O choro passou e comecei a responder as mensagens, não tinha coragem de ligar para mais ninguém, quieta, atendi a porta, fiquei no quarto, conversei com a minha amiga que tinha prestado o mesmo vestibular, fui à piscina e parei de pensar sobre aquilo; foi quando a lista de espera saiu e eu fiquei aliviada por ser uma dentre vários que não entendeu muita coisa. Acho difícil passar, porém o interesse está declarado.
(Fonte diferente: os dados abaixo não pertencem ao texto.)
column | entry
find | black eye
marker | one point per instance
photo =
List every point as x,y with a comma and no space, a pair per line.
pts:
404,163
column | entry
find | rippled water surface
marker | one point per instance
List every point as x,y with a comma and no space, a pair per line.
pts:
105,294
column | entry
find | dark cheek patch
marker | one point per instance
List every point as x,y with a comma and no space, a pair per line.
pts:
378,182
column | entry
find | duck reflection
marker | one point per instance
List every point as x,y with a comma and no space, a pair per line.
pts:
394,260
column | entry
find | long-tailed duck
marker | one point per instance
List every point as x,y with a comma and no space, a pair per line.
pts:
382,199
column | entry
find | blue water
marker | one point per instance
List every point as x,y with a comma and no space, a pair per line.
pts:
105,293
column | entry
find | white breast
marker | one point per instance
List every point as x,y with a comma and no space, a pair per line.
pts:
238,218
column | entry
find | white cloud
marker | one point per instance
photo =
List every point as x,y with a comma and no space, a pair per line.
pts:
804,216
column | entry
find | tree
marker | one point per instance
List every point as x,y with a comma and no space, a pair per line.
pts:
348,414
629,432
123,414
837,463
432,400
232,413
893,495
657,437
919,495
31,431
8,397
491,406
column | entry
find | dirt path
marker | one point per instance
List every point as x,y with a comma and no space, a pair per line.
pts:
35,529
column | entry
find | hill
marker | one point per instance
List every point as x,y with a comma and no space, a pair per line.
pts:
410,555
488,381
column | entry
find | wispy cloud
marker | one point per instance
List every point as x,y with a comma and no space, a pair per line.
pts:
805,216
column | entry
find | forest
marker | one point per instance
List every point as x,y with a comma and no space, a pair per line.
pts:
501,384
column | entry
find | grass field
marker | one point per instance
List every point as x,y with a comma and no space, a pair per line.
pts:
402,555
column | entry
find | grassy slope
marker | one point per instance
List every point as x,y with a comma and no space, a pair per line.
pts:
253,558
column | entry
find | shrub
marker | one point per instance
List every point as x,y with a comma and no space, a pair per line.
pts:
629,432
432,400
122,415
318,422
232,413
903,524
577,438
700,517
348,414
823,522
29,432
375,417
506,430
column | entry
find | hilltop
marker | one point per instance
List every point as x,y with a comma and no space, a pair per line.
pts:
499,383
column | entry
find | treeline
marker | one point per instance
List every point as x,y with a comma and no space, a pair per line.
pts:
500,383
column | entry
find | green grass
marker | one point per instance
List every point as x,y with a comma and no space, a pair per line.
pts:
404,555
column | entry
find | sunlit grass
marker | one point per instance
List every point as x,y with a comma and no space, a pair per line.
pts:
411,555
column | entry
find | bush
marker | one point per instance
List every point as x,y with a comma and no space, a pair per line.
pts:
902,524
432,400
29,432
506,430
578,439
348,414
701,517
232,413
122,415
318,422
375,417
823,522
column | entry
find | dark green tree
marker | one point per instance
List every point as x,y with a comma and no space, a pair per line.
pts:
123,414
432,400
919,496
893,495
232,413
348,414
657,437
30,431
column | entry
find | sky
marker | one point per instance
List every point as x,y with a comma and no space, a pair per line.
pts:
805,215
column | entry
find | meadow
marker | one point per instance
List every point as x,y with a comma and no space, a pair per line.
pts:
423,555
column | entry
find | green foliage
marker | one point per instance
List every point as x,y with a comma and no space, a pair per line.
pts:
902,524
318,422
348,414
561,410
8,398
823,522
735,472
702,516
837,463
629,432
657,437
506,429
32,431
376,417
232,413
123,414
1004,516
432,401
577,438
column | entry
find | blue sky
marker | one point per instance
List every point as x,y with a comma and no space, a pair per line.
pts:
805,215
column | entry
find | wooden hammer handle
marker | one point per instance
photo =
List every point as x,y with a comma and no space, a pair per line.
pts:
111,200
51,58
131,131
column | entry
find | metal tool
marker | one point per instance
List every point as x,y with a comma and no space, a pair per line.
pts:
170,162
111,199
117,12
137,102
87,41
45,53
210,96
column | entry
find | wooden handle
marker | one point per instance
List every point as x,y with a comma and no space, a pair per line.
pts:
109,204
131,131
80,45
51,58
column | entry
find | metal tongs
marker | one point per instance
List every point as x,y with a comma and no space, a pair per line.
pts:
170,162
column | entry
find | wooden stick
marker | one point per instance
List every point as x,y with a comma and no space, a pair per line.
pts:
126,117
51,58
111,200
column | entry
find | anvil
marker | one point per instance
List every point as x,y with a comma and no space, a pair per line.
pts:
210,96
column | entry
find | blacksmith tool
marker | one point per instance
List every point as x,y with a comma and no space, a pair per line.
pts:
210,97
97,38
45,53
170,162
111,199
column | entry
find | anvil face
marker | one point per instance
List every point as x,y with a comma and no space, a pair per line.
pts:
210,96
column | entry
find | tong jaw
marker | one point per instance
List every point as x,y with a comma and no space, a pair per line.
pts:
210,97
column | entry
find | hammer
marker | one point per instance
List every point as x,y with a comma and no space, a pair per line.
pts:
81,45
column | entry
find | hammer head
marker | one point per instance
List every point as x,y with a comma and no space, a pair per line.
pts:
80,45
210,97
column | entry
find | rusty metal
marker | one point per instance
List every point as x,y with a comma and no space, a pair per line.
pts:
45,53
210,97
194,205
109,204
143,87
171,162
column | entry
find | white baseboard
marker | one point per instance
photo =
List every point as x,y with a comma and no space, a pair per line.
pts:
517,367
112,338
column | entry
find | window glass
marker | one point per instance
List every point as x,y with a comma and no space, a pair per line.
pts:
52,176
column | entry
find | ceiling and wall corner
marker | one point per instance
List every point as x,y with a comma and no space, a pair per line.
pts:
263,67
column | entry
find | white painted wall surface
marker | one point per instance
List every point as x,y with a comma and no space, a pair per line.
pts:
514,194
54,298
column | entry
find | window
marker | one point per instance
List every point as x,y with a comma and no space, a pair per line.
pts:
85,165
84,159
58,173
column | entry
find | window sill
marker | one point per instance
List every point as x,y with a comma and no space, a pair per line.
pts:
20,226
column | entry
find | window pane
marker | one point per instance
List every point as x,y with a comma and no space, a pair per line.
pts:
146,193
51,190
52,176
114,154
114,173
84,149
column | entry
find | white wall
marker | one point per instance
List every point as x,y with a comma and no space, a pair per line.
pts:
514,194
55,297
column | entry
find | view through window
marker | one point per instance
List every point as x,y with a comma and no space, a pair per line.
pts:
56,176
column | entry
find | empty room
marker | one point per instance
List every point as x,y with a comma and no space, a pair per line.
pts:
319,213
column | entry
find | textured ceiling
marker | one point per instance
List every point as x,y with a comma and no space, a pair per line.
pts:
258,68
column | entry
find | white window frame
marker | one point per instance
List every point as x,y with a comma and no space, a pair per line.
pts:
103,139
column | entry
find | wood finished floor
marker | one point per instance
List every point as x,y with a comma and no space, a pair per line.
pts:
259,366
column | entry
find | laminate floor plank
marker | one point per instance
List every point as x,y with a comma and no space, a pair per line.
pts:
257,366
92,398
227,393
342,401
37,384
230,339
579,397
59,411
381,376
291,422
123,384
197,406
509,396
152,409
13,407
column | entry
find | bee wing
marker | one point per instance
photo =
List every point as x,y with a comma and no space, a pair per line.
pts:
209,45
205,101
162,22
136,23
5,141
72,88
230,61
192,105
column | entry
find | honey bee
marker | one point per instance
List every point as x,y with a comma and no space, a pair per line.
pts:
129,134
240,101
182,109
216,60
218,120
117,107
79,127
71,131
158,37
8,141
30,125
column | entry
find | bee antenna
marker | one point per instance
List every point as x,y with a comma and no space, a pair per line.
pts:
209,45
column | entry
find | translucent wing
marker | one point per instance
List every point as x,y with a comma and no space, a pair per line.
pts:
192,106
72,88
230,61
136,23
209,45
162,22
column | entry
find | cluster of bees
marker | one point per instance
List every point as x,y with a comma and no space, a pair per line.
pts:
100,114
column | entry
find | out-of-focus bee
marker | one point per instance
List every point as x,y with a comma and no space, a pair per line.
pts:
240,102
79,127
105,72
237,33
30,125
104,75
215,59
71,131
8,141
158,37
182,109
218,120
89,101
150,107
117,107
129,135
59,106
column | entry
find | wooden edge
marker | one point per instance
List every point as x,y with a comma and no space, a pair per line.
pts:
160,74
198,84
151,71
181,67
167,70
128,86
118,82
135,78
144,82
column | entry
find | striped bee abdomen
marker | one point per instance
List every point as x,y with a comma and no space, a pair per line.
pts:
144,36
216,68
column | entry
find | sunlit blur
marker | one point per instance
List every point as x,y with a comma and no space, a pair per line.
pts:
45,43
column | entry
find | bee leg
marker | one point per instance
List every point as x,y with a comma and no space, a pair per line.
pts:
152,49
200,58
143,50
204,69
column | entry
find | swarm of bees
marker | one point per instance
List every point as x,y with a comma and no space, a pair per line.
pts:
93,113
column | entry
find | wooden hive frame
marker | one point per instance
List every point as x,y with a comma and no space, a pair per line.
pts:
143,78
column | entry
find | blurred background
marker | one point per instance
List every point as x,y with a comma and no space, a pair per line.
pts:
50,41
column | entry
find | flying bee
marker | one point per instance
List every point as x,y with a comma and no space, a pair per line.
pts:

À noite, saí para “comemorar a reprovação”. Consegui convencer meu pai a ir ao restaurante japonês que insistia há um mês e na volta o trecho da bíblia que li antes de dormir trazia uma reflexão sobre o orgulho.

Basicamente esse foi meu dia 24/01/2018, o dia em que descobri que não passei em direito no vestibular da UEL, e sinceramente, quando paro para pensar, não acho que foi “o mundo contra mim”. Como minha amiga disse: “Teve  gente que mereceu mais, que estudou mais.” Esse mérito eu não posso tirar. Dezessete anos é uma idade totalmente confusa, em que queremos provar que somos melhores, superiores. Eu tinha capacidade de passar, mas não passei, eu queria passar, eu queria esse orgulho e o baque me ensinou – novamente – que manter os pés no chão é melhor.

Com minha inscrição no cursinho da minha cidade feita, com um novo ano prestes a começar, um ano em que quero ser melhor como filha vestibulanda, como blogueira, como garota mesmo, com uma qualidade de vida melhor, é a hora de seguir em frente e colocar em pauta a frase que eu e minha amiga dividimos: “Tudo tem o seu tempo” e como o blog CONTI outra sabiamente colocou nesse post ” Se algo não acontece como o planejado, significa que o melhor aconteceu”.

Se você, assim como eu, também não passou no vestibular e sente um vazio, como se tivesse fracassado, eu te convido a vir conversar comigo ( minhas redes sociais estão logo aí embaixo). Se não quiser, então apenas pense dessa maneira: Eu estava pronto? Eu tinha chance? Eu não tenho mais nada para aprender nesse momento da minha vida? Responda essas perguntas e levante a cabeça, diferente do que eu pensava há três anos, um ano de cursinho ou dez não mata ninguém, ao contrário, soma conhecimento, soma coisas boas e soma maturidade para, quando chegar o momento de ir, você ter certeza que viverá uma experiência inesquecível.

A propósito, a maior parte das pessoas que eu conheço, que hoje são profissionais maravilhosos, para não falar outra coisa, passou por um ou dois anos de cursinho. Até lá, nos vemos de novo, aqui, e o ano todo, vamos começar Janeiro com o pé na frente, sabendo que somos melhores que os baques que a vida dá e que, aprendendo com eles, vamos muito mais longe. Foco em 2018.